Сантанхель попытался защитить Колона.
— Его гордая внешность прячет под собой разбитое сердце. И он не попрощался с вами только потому, что не хотел причинить себе лишнюю боль.
— Вы не должны были отпускать его.
— Я сделал всё, что мог.
— Его нужно вернуть! — твёрдо заявил Кабрера. — Нельзя допустить, чтобы Франция нажилась на нашей медлительности.
Маркиза встала.
— Пойдёмте со мной, дон Луис. Мы должны рассказать всё королеве.
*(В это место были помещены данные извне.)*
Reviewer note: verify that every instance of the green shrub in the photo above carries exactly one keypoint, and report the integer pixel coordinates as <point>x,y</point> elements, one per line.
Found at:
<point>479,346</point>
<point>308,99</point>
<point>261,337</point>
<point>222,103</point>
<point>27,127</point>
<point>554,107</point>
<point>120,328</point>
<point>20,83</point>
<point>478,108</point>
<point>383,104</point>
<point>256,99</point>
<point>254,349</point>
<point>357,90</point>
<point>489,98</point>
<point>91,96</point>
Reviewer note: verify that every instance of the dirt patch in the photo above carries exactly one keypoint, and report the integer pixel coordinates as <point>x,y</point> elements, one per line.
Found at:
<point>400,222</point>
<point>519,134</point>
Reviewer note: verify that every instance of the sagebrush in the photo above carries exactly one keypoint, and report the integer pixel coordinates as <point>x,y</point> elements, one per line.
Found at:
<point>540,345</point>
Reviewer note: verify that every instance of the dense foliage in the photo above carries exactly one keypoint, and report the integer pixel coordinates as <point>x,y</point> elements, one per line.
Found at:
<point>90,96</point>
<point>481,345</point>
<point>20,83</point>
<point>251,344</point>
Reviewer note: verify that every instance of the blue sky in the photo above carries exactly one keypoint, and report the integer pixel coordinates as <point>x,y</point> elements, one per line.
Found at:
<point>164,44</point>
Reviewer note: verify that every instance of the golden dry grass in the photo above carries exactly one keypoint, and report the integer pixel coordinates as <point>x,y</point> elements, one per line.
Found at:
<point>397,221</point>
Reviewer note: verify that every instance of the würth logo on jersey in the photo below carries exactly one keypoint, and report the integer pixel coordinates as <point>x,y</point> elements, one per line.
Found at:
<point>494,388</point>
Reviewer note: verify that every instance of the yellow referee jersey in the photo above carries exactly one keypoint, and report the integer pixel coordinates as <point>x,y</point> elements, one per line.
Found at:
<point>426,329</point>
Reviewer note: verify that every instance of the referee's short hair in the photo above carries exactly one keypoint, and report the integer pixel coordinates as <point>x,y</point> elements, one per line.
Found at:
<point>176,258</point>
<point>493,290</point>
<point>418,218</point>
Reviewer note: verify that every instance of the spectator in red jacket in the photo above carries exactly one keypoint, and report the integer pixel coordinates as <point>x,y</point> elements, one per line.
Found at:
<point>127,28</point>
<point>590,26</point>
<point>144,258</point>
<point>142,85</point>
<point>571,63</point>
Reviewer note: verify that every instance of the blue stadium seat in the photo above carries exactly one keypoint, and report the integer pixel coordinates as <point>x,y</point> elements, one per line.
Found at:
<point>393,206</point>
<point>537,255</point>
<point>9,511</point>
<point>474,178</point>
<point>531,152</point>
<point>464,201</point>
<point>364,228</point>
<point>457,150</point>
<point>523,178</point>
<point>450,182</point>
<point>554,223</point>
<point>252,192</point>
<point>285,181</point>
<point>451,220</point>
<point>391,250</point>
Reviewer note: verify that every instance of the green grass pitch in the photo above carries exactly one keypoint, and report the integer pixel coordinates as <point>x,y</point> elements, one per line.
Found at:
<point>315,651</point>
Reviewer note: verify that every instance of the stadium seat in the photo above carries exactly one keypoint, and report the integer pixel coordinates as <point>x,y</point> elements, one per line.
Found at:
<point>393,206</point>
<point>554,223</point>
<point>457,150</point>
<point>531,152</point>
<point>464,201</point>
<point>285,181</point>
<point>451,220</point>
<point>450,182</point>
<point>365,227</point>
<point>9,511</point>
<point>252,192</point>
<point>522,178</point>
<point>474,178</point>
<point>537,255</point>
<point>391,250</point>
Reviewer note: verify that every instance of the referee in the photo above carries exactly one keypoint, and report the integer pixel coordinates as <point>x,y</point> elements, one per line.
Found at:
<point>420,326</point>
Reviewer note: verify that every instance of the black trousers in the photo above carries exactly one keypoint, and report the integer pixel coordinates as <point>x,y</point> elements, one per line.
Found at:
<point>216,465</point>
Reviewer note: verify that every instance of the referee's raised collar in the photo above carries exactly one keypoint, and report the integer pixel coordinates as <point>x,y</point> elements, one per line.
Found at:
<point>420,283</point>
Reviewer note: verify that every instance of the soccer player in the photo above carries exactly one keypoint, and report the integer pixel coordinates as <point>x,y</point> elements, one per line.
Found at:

Королева сидела в туалетной комнате перед зеркалом и брала украшенную драгоценностями сетку для волос из ларца, стоящего у её локтя. Ей прислуживали две придворные дамы.
Она улыбнулась, увидев в зеркале отражение маркизы.
— Вы сегодня рано, Беатрис.
— Целую руки вашему величеству, — поздоровалась та и сразу перешла к делу. — Колон покинул Санта-Фе. Он едет во Францию.
Королева нахмурилась, брови её сошлись у переносицы. Затем положила сетку обратно в ларец и полуобернулась к маркизе.
— Я, честно говоря, этого не ожидала, несмотря на то что рассказал нам архиепископ. Гордый, несгибаемый человек. — Она вздохнула. — Однако если таково его решение, мы бессильны.
— Едва ли можно утверждать, что решение принял он. Скорее его приняли ваши величества, отказавшись выполнить его условия.
— А вы знаете, что это за условия?
— Да, мадам.
— И вы думаете, нам следовало их принять? — королева улыбнулась. — Сожалею, что заслужила ваше неодобрение, Беатрис.
— О, мадам! — запротестовала донья Беатрис, но тут же добавила: — Но вот отпускать его не стоило. В приёмной ждёт дон Луис. Ваше величество может принять его?